I've been working on this over the past couple days and have the following.
- Script takes 2 files as input:
- replication.txt, which is a plaintext list of URLs from which to pull data
- blacklist.txt, which is a list of URLs to exclude from the replication list output.
- Script does the following:
- CURLs each URL on the list a file: /lainrep/replication.txt and /lainrep/banner.png.
- /lainrep/replication.txt should be the remote host's own replication list
- /lainrep/banner.png, which should be the remote host's desired banner for the web ring
- builds a big-big array of all of the entries in everyone's replication lists.
- builds a hash table of all locally stored banners (currently in ./banners/).
- if the remotely CURL'd banner's hash isn't found in the hash table, it will save the banner to ./banners/ to a file named after a sanitized version of the URL + ".png"
- searches the big-big array of everyone's replication lists for entries that occur >= 3 times (this is a trust count to keep soykafheads from mudding up the list just because one guy decides to add them to their site). Builds a "final" array out of only these URLs.
- parses blacklist.txt and removes all of the matching elements from the "final" array.
- rebuilds and overwrites the replication.txt list based on the final array; this will remove dead sites/sites without a replication list currently.

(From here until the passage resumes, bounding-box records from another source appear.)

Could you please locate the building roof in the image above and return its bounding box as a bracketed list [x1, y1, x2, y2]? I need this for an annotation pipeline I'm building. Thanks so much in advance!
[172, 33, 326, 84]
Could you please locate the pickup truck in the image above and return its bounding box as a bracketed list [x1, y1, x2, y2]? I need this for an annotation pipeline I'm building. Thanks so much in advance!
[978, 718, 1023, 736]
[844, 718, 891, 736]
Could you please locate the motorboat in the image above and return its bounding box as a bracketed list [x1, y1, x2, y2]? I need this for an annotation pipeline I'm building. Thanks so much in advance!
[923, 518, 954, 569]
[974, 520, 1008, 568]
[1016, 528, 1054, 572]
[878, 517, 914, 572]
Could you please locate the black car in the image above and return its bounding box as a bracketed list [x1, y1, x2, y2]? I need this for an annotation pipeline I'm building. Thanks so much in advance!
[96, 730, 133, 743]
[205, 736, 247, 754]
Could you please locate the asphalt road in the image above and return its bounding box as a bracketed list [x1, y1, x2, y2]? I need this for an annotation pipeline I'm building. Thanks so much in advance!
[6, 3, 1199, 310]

- outputs formatted HTML based on the final array that should look similar to the webring listings from urof.net and similarly well made sites.
To-do:
- Tor and I2P support. I'm pretty sure I can get Tor working, but I have NO idea how I2P works or how to send CURLs to eeepsites or whatever. I also have no testing infrastructure for I2P, so if anyone knows how all this works, enlighten me please.
- Up/Down detection. I'm pretty sure I know how to do this in a rudimentary way, and will be probably the next thing I really work on.
- Make a config file so the user can set the input and output filepaths as well as the trust count for their particular instance of the list.
- polishing things like readmes and other stuff to make it easy to install and use.
- maybe some refactoring as things move forward.
Since it was noted that I shouldn't crowd the webring thread with this project so that we can see new sites instead, I'll start posting incremental updates on my site's news page instead (
http://oh3curby3abfknsydatt2qc3vgxggfjxd6infybwvlbgaezjhvhzqhad.onion) Once I get a release candidate ready, I'll ping the thread again so that everyone can be aware of it!
Sorry I didn't take anyone's advice re: json or csv or doing something better, but doing it in a way I'm more familiar with, I have been able to make fast progress. Hopefully I can get a useful tool out to the community either way.